実用化に向けたNEDOプロジェクト
国立研究開発法人新エネルギー・産業技術総合開発機構(NEDO)は、2016年3月22日、トヨタ自動車株式会社と東京工業大学の研究グループが、リチウムイオン伝導率が世界最高となる超イオン伝導体を発見し、3倍以上の出力特性をもつ全固体電池を開発したと発表した。
この研究では、電気自動車(EV)やプラグインハイブリッド自動車(PHEV)に搭載する蓄電池の高性能化や低コスト化を図るため、電極・電解質が全て固体で構成された全固体電池の実用化を目指している。

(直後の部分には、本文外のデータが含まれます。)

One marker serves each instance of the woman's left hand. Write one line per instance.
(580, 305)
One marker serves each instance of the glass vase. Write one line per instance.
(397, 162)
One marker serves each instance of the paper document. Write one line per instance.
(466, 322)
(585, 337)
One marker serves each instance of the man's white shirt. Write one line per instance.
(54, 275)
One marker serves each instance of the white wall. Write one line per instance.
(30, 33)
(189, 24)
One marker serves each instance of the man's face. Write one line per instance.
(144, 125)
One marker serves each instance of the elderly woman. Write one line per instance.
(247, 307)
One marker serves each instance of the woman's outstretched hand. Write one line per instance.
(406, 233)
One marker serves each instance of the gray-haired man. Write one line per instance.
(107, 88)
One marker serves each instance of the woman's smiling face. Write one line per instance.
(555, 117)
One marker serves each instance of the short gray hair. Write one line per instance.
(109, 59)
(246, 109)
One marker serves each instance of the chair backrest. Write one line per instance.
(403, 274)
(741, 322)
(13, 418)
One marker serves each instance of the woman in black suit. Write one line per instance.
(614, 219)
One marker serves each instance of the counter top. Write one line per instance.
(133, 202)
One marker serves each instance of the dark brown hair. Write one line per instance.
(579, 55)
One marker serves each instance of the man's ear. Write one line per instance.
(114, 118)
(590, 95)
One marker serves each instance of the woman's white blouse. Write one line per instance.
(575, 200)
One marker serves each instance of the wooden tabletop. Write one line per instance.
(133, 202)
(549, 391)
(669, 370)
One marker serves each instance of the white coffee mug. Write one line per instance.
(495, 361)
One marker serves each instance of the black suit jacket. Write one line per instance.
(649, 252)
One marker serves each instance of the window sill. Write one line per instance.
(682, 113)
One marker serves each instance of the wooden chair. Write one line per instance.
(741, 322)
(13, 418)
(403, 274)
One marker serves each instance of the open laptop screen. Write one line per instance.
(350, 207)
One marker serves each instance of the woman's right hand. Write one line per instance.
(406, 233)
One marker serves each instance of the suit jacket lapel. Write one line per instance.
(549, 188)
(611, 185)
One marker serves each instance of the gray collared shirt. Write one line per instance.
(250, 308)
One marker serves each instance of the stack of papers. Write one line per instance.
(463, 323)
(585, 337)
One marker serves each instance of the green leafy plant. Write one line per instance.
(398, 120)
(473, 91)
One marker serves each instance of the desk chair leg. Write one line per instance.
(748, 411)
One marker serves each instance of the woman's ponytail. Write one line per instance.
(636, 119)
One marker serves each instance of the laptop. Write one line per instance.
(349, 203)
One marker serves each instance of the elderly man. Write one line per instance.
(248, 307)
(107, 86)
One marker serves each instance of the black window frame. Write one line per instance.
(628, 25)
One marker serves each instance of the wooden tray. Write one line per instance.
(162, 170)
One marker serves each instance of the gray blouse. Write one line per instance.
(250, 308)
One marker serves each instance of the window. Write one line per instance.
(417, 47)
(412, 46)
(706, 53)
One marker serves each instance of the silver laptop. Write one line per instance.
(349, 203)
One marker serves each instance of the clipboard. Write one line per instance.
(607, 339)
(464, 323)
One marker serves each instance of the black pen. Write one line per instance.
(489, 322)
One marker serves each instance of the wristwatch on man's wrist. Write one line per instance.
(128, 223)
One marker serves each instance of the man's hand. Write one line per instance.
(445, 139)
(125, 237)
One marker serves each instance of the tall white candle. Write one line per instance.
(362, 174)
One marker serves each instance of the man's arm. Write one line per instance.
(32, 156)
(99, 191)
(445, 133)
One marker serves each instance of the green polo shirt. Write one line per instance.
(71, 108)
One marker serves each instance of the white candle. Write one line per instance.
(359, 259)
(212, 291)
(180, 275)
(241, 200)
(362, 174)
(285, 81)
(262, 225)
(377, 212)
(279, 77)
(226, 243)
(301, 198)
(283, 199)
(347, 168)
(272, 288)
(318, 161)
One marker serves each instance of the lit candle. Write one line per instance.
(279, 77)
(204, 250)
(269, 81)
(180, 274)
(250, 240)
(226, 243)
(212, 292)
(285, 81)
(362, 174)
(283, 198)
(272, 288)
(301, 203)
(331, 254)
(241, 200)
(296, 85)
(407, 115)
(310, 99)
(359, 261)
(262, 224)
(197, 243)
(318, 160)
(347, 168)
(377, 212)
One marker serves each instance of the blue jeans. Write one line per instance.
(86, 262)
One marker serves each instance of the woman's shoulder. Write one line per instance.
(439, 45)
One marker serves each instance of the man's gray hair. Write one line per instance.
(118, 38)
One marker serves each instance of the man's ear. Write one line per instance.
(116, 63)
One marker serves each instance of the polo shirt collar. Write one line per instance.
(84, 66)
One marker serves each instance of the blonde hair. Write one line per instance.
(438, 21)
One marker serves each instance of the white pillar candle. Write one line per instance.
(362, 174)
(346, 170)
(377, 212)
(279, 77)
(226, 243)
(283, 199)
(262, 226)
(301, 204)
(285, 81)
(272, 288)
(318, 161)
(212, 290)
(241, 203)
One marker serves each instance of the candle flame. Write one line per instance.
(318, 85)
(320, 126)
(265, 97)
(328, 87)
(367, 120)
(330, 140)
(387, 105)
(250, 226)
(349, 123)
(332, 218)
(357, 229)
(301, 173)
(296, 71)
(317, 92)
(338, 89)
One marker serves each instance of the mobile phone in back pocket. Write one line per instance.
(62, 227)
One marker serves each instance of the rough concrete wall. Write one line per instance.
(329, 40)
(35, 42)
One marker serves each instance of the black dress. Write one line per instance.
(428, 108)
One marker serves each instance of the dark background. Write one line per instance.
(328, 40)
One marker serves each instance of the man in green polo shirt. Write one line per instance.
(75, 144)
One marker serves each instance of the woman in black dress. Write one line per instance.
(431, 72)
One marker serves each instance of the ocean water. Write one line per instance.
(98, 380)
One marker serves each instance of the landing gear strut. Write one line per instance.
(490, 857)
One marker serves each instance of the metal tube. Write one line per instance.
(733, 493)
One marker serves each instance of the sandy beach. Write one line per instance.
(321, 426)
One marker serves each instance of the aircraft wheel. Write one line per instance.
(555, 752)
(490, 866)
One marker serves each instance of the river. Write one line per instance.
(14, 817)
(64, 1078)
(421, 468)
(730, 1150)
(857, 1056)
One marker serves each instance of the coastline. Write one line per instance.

高エネルギー密度化、使用温度域の制限緩和に加えて、有機電解質を固体電解質に置き換えた固体電池は、発火危険性を抑制し安全性の向上が期待される。
高伝導率をもつ超イオン伝導体
従来の全固体電池は有機電解液を用いたリチウムイオン電池よりリチウムイオン伝導率が低く、出力特性が劣ることから、優れた固体電解質材料が求められていた。研究グループは、硫化物材料が超イオン伝導体として高いリチウムイオン伝導率を期待できるため、探索していた。
その結果、これまでのリチウムイオン伝導率の2倍に及ぶ超イオン伝導体を発見した。イオンが固体の中を液体のように動き回る物質で、これを応用したことで、高出力特性とともに、低温・高温での充電受入性や充放電サイクルに対する耐久性に優れた特性が得られた。
全固体電池は設計自由度や安定性・信頼性から電池パックのコンパクト化・軽量化を実現する利点は知られていたが、このたびの超イオン伝導体が有機電解液を上回るリチウムイオン伝導率をもつことで、高速充放電も可能となった。